As participants gained more experience with their bilingual students, I was able to see areas of growth and change with regard to cultural awareness. An example of such growth is Madison, who demonstrated that she was able to apply course content to her teaching experience:
“While I was working with two of the students, one asked me if he could describe the objects in Spanish. I knew that it was important for the students to practice their English, but this activity wasn’t about the language, it was about exploring the properties of objects. I told the student to try his best to use English, but if he couldn’t think of the word Spanish was okay.”
Similarly, Kacey wrote in the following in one of her reflections, applying the need to use active learning to facilitate vocabulary growth:
“Specifically, hands-on learning is critical for ELL students. By providing ELL children with the opportunity to experience the learning and construct his or her own knowledge, he or she is more likely to comprehend and retain the information. As teachers, it is important to allow ELL students various ways to learn. By using a hands-on activity with Hannah and I’s lesson, we will be catering to the students’ needs.”
Data reflected that participants were constantly reflecting deeply on their experiences.

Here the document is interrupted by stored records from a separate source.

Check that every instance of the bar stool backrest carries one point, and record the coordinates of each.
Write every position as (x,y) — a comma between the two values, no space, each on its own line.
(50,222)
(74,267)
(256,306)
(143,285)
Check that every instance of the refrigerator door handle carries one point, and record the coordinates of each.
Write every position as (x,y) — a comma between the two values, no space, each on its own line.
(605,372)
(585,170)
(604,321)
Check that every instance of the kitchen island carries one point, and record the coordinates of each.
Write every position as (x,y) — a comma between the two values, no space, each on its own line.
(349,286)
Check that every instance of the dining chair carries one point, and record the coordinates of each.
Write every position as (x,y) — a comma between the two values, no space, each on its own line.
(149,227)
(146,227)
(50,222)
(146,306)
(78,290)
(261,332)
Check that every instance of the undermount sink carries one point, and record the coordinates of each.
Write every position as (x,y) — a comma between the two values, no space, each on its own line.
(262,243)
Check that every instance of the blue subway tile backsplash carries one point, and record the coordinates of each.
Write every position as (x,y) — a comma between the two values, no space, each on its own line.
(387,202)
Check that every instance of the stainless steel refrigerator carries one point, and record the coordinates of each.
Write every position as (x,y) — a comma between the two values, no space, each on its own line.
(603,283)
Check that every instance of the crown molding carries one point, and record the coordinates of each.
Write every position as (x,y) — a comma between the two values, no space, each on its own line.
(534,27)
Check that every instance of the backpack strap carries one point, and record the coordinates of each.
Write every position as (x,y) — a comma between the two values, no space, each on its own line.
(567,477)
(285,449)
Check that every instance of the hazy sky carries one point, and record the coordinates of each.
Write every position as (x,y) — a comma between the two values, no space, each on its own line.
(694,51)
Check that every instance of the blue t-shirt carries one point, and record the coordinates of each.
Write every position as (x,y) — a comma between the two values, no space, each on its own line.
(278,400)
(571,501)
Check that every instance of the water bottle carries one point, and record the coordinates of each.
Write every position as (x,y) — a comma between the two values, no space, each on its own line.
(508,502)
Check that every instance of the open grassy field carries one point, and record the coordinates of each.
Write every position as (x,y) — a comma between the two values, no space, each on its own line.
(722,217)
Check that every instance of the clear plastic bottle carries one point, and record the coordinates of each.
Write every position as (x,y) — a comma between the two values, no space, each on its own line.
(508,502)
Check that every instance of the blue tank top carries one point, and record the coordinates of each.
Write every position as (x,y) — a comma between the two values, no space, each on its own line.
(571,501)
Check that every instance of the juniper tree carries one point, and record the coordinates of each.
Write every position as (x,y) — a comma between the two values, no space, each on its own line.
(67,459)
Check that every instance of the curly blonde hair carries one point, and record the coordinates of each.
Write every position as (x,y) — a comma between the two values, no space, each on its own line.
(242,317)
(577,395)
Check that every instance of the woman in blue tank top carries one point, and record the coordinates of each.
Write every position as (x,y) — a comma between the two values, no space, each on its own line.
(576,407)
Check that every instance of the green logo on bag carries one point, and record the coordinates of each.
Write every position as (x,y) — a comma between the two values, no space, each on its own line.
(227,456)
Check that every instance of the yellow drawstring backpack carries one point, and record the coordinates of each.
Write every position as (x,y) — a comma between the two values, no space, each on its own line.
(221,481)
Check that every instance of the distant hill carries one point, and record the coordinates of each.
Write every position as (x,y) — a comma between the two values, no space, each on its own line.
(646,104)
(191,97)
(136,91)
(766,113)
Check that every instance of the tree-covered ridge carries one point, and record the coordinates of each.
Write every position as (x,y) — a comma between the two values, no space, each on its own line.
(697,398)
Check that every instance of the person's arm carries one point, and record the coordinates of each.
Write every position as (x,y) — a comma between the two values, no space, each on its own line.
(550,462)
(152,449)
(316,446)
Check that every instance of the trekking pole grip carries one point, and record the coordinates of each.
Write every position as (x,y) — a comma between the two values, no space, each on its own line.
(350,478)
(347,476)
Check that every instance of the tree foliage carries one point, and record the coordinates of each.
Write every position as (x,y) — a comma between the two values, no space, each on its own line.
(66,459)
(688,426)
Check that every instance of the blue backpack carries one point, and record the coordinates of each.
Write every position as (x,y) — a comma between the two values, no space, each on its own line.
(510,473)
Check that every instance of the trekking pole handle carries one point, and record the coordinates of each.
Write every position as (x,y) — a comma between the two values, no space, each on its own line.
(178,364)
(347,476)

Anna noticed that students were only using basic words such as colors to describe the objects they were given in the lesson. She said,
“Since majority of the students are ELLs they would have benefitted from explicit vocabulary instruction about how to describe and what words to use. When working with the children I noticed that students didn’t use a variety of adjectives to describe objects. Being able to critically reflect and think about this lesson will help me strive to reach the goals that I have set for myself.”
Anna’s reflection actually led to some changes when the lesson was retaught. Participants decided that the first lesson of each unit would concentrate on a wider range of descriptive words. For subsequent lessons, one of the participants developed a reference word list for students which (based on participant reflections) supported not only ELL students, but all students in the classroom, as well.
The most important aspect of this redesigned course was the real world experience. This allowed participants to change some of the common misconceptions they held and also put into practice what they were reading and learning. This was expressed in one of Kacey’s final reflections,
“Throughout college I always felt very unprepared for having ELL students in my future classroom. I felt as though I was having a hard time comprehending the strategies without getting the chance to practice them. Therefore, getting the opportunity to be in classroom with ELL students every week was very beneficial for me. I was able to take all of the ELL teaching strategies that I have learned in my past courses and see them in action.”
Reading the reflections, I found participants still made some negative assumptions about ELL students, but they also made important strides towards their own personal learning goals and those of the course, in terms of increasing cultural awareness. These initial findings demonstrate the effectiveness of this activity within my course redesign. Exposing participants to real-life scenarios working with culturally diverse students was an effective technique to encourage changes in thinking and application of learning. Growth was likely facilitated by having participants write their own learning goals, so learning was differentiated to meet their individual needs.
Overall, data collected for this project helped inform changes for the next time I work with students in a similar fashion. By having students write about how they are working towards their goals and reflecting on their awareness of culture, I was able to see the connections students make to prior learning and how to better support them in the future.